Die kleine Tochter des russischen Ehepaars Yakunin verschwindet aus dem Garten ihres Hauses in Kent. Die Mutter sagt aus, dass die Kleine von einem Leshy, einem Waldgeist der russischen Märchenwelt, entführt wurde. Nachdem die ‚Nachthexe‘ Varvara Sidorovna ihr Anliegen um Hilfe abgelehnt hat, rückt Peter Grant, als Ermittler der Sondereinheit für Spezialverbrechen, in den Fokus des Ehepaars Yakunin. Um ihn zur Kooperation zu bewegen, lassen die Yakunins Peters Vorgesetzten und Lehrmeister Thomas Nightingale entführen.

 

Hatte schon Band 1 der Comic-Abenteuer von Police Constable und ‚Zauberlehrling‘ Peter Grant vollauf überzeugt, ist der vorliegende Band 2 zumindest keinen Deut schwächer ausgefallen. Damit ist die Comicserie aus Ben Aaronovichs „Die Flüsse von London“-Universum, mehr als nur ein ‚Nebenprodukt‘ der Romanreihe. Es hilft natürlich, wenn man die Romane und die Figuren bereits kennt, um alle Feinheiten vollständig zu verstehen. Alternativ hätte man gern ein erklärendes Vorwort spendieren können.

Hier geht es also um einen russischen Geschäftsmann, der beim Machtwechsel von Jelzin zu Putin die Zeichen der Zeit erkannt und daraus Kapital geschlagen hat, um in England ein sorgenfreies Leben zu genießen. Sogar solche geschichtlichen Hintergründe werden im Kontext der Story kurz abgerissen, um die Figuren und ihre Motive besser verstehen zu können.

Dass es natürlich kein Zufall ist, dass eine russische Märchenfigur ein russisches Mädchen in England entführt, dürfte klar sein, doch auf andere Weise, als man denkt. Mehr osteuropäische Folklore kommt mit den ‚Nachthexen‘ ins Spiel, magisch begabten Frauen, die zu Kriegszwecken eingesetzt wurden und von denen Varvara Sidorovna inzwischen auch im Team Nightingale spielt; die Figur kommt auch in den Romanen vor. Auch dies wird mittels Rückblenden sehr schön innerhalb des Geschehens verankert, und auch eine Verbindung zur legendären Baba Yaga wird angedeutet.

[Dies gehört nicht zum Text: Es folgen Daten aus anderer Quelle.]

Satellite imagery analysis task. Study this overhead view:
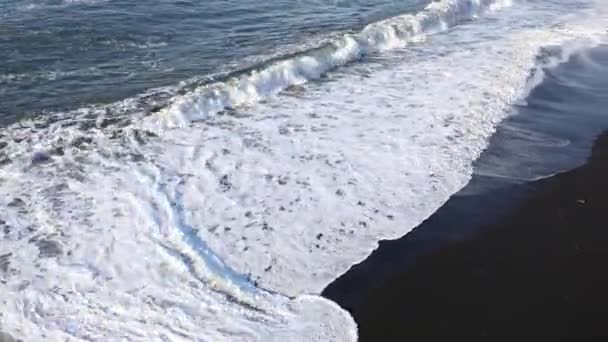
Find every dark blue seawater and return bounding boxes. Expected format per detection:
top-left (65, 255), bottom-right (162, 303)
top-left (0, 0), bottom-right (428, 121)
top-left (0, 0), bottom-right (608, 342)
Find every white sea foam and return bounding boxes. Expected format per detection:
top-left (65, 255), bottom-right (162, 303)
top-left (0, 2), bottom-right (605, 342)
top-left (156, 0), bottom-right (511, 127)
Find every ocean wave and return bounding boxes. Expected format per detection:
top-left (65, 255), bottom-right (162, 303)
top-left (154, 0), bottom-right (511, 127)
top-left (0, 2), bottom-right (605, 342)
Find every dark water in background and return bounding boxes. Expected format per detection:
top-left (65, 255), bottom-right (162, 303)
top-left (0, 0), bottom-right (428, 121)
top-left (323, 45), bottom-right (608, 316)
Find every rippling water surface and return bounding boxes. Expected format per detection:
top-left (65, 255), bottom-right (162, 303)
top-left (0, 0), bottom-right (608, 342)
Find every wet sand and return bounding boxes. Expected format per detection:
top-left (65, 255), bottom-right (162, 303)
top-left (323, 46), bottom-right (608, 342)
top-left (351, 133), bottom-right (608, 341)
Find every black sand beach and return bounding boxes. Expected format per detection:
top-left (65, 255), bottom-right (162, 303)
top-left (324, 46), bottom-right (608, 341)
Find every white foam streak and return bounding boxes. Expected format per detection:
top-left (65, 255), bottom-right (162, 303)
top-left (0, 1), bottom-right (605, 342)
top-left (158, 0), bottom-right (511, 127)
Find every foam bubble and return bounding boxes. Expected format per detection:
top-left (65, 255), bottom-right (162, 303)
top-left (0, 2), bottom-right (603, 342)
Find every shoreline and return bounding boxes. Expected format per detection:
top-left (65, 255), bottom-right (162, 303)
top-left (350, 131), bottom-right (608, 341)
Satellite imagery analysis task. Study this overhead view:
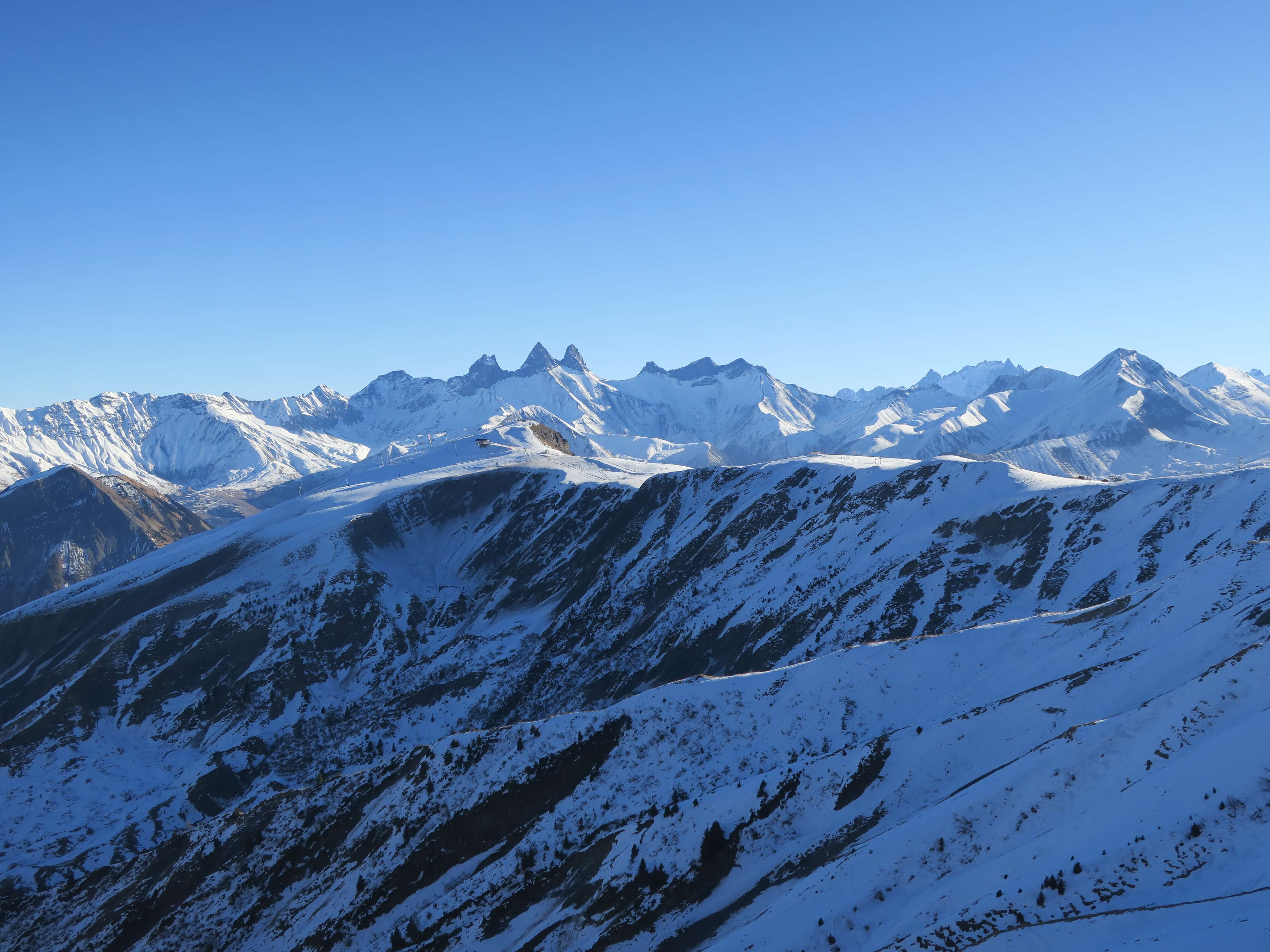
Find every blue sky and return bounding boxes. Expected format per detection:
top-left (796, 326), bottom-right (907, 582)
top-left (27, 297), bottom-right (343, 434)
top-left (0, 0), bottom-right (1270, 406)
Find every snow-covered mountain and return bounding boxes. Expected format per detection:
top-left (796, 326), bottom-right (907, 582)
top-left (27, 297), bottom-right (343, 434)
top-left (0, 466), bottom-right (208, 614)
top-left (817, 350), bottom-right (1270, 479)
top-left (0, 344), bottom-right (1270, 522)
top-left (0, 429), bottom-right (1270, 952)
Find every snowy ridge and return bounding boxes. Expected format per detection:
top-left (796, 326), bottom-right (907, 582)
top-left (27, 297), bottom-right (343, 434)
top-left (0, 429), bottom-right (1270, 949)
top-left (0, 344), bottom-right (1270, 508)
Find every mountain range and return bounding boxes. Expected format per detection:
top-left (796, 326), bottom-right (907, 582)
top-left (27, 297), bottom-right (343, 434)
top-left (0, 344), bottom-right (1270, 522)
top-left (0, 348), bottom-right (1270, 952)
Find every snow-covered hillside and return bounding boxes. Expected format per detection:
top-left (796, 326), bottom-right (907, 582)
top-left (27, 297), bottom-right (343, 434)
top-left (0, 426), bottom-right (1270, 949)
top-left (10, 344), bottom-right (1270, 510)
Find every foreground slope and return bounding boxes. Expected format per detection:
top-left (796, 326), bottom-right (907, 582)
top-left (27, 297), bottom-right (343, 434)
top-left (0, 466), bottom-right (208, 614)
top-left (0, 424), bottom-right (1270, 949)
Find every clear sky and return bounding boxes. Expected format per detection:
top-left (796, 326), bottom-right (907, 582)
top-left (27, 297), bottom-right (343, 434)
top-left (0, 0), bottom-right (1270, 406)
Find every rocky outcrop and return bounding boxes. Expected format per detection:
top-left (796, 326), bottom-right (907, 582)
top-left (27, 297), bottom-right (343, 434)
top-left (0, 466), bottom-right (207, 614)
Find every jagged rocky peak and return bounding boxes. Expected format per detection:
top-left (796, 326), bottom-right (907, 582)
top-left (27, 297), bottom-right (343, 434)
top-left (916, 358), bottom-right (1026, 398)
top-left (1081, 347), bottom-right (1173, 387)
top-left (516, 343), bottom-right (560, 377)
top-left (665, 357), bottom-right (762, 381)
top-left (560, 344), bottom-right (588, 373)
top-left (458, 354), bottom-right (510, 387)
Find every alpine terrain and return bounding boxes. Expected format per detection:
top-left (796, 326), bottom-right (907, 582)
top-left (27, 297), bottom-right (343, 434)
top-left (0, 345), bottom-right (1270, 952)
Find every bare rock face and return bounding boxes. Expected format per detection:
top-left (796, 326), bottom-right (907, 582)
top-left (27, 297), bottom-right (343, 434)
top-left (0, 466), bottom-right (208, 613)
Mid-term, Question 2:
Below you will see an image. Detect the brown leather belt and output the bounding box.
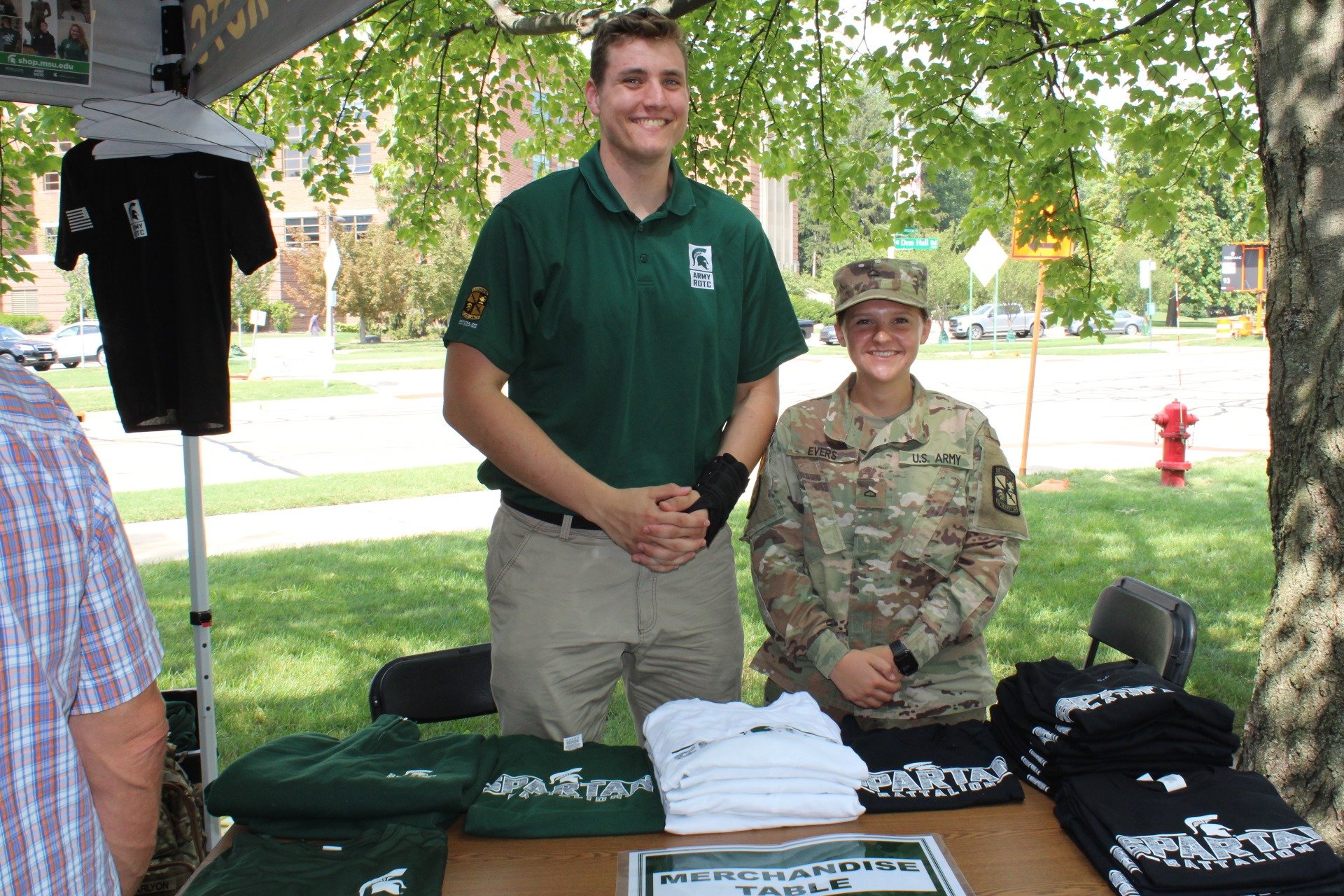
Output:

Die Story ist ausgesprochen gut konstruiert, hinreichend verzwickt, hat einige überraschende Wendepunkte im Gepäck und vergisst auch nicht, die Figuren mitzunehmen. Witzige Momente und Sprüche lockern das Ganze - very British - auf. Dabei gibt sich der ganze „Flüsse von London“-Kosmos durchaus angenehm erwachsen, wie man zum Beispiel an Peters regelmäßigen Übernachtungen bei der Flusshexe Beverly Brooke sieht.

In Sachen Umsetzung nutzt man die Stärken des bildlich erzählenden Mediums Comic. Einige Male werden Flashbacks und ‚Parallelmontagen‘ verwendet, die in Romanform so gar nicht möglich wären.

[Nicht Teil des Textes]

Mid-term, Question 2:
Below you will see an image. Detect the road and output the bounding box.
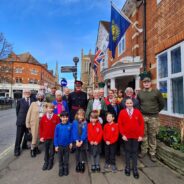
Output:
[0,109,16,154]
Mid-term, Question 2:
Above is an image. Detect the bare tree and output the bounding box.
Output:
[0,33,12,59]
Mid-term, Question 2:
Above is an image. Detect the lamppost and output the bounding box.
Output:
[73,57,79,81]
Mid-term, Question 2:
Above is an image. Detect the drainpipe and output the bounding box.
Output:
[143,0,147,71]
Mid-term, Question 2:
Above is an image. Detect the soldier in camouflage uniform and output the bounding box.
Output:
[137,77,164,162]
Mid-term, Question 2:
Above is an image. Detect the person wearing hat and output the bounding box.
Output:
[14,89,34,156]
[46,86,56,103]
[52,90,69,116]
[68,80,87,121]
[137,75,164,162]
[26,91,46,157]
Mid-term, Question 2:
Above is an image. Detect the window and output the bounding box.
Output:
[118,36,125,55]
[31,69,38,75]
[157,42,184,115]
[171,47,181,73]
[15,77,22,83]
[29,79,38,84]
[157,0,162,4]
[15,68,22,73]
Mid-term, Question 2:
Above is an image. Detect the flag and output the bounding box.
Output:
[109,5,130,58]
[94,47,105,65]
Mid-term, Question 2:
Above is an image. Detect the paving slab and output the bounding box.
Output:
[105,171,152,184]
[142,166,184,184]
[0,146,91,184]
[0,145,184,184]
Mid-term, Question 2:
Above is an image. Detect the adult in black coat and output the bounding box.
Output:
[107,95,122,155]
[14,89,34,156]
[120,87,140,109]
[107,96,121,123]
[68,80,87,121]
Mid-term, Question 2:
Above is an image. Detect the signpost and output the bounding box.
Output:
[60,78,68,94]
[61,66,77,73]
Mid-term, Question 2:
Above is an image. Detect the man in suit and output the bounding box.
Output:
[14,89,33,156]
[68,80,87,121]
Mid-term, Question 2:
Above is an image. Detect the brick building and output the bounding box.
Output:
[0,53,56,98]
[96,0,184,126]
[81,49,95,92]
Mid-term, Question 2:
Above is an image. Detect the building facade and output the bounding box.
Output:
[0,53,56,99]
[96,0,184,127]
[81,49,95,92]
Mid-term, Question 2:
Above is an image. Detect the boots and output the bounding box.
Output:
[76,162,81,172]
[80,163,85,173]
[63,166,69,176]
[59,167,64,177]
[47,160,53,170]
[30,149,36,157]
[42,162,48,171]
[35,147,41,154]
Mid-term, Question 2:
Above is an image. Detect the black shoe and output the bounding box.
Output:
[138,153,146,158]
[14,151,20,157]
[150,155,157,162]
[30,149,36,157]
[133,169,139,179]
[35,147,41,154]
[42,162,48,171]
[47,161,53,170]
[95,165,101,172]
[70,148,76,153]
[22,145,30,150]
[80,163,85,173]
[63,167,68,176]
[59,167,64,177]
[91,165,96,172]
[125,167,130,176]
[76,163,81,172]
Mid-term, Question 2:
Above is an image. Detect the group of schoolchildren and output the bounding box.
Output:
[40,98,144,178]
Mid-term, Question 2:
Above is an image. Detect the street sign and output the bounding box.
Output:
[61,78,68,87]
[61,66,77,73]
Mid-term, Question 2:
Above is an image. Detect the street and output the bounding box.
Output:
[0,109,184,184]
[0,109,16,155]
[0,146,184,184]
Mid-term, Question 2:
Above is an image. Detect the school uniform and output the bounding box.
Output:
[40,113,60,169]
[14,97,33,156]
[88,122,103,167]
[52,100,69,115]
[72,120,87,170]
[118,108,144,169]
[54,122,72,175]
[103,122,119,165]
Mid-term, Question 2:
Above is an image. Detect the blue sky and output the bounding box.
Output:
[0,0,125,88]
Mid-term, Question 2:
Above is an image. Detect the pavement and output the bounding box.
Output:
[0,109,16,154]
[0,145,184,184]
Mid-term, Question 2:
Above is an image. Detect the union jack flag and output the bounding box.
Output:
[93,47,105,73]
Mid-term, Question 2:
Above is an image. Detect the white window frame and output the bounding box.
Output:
[31,69,38,75]
[157,0,162,4]
[118,34,126,56]
[156,41,184,118]
[15,68,23,73]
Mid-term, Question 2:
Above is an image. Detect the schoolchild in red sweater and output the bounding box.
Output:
[118,98,144,179]
[88,111,103,172]
[40,103,60,171]
[103,112,119,172]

Die Zeichnungen von Lee Sullivan („Doctor Who“) haben ein durchgehend solides Niveau und drängen sich nicht in den Vordergrund. Die Kolorierung dürfte lebendiger sein.

Abgerundet wird das Paperback mit einer Galerie sehr cooler Variant-Cover, die berühmte Motive zitieren, wie etwa Füsslis „Der Nachtmahr“, „Beverly Hills Cop“, „Alice im Wunderland“, „Die üblichen Verdächtigen“ etc. Dabei ist schon das verwendete Cover-Motiv von Anna Dittmann ein absolut fantastischer Blickfang.

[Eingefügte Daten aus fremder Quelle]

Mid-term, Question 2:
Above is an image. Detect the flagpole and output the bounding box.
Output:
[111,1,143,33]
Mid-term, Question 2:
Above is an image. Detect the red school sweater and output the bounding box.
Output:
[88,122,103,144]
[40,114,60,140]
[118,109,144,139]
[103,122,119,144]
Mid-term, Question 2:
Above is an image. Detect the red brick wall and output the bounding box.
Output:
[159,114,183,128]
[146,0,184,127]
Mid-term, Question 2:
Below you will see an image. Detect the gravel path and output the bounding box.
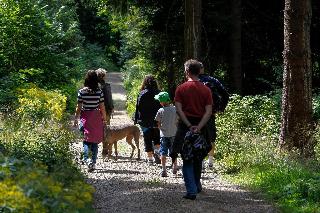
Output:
[74,73,277,213]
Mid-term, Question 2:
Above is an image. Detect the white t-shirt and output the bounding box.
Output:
[155,105,178,137]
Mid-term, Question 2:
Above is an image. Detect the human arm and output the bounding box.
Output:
[104,83,114,114]
[99,102,107,122]
[73,102,82,126]
[175,101,192,128]
[191,105,212,132]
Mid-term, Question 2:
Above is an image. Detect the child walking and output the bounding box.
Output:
[154,92,178,177]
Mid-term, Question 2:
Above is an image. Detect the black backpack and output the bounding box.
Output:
[181,131,212,161]
[199,74,229,113]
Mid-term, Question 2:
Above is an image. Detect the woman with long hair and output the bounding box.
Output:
[74,70,107,172]
[134,75,161,165]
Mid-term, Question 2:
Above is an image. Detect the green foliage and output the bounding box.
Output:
[0,0,83,108]
[0,156,93,212]
[216,95,280,167]
[78,44,119,72]
[16,87,67,120]
[216,93,320,212]
[0,0,82,81]
[0,119,74,169]
[123,57,153,115]
[313,95,320,122]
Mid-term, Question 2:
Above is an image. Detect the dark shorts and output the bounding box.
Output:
[170,116,216,158]
[160,137,174,156]
[206,116,217,144]
[141,126,160,152]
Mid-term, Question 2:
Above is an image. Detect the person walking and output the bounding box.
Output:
[74,70,107,172]
[96,68,114,125]
[134,75,161,165]
[199,62,230,169]
[154,92,178,177]
[171,59,213,200]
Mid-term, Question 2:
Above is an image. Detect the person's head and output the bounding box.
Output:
[154,92,171,106]
[84,70,98,91]
[199,62,204,74]
[140,75,158,91]
[96,68,107,83]
[184,59,201,76]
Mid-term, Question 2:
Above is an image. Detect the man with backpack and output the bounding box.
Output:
[199,62,229,168]
[171,59,213,200]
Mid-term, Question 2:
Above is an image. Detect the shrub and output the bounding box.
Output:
[0,120,74,169]
[216,95,280,168]
[123,57,153,115]
[16,86,66,120]
[0,156,93,212]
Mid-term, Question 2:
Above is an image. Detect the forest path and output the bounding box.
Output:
[75,73,277,213]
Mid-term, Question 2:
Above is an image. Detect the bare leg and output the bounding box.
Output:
[208,144,216,167]
[114,141,118,160]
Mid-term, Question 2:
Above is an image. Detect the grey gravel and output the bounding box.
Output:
[73,73,278,213]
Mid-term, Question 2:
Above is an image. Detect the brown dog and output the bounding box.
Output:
[102,124,140,159]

Eine Google-Suche ergibt übrigens, dass es im Zweiten Weltkrieg tatsächlich ein Fliegerinnen-Regiment gab, das ‚Nachthexen‘ genannt wurde: „Das sowjetische Nachtbomberregiment 588. wurde von Wehrmachtsangehörigen Nachthexen genannt. […] Es wurden nur Frauen zugelassen. Die Frauen wurden aus Aeroclubs und aus der zivilen Luftflotte rekrutiert, die Navigatorinnen waren Studentinnen.“ (Quelle: https://geschichte-wissen.de/)

„Die Nachthexe“ ist mehr als ein gelungener Fantasy-Krimi. Die Comics beweisen sich als vollwertiger Teil des „Die Flüsse von London“-Universums. Für alle Fans ohnehin ein Muss.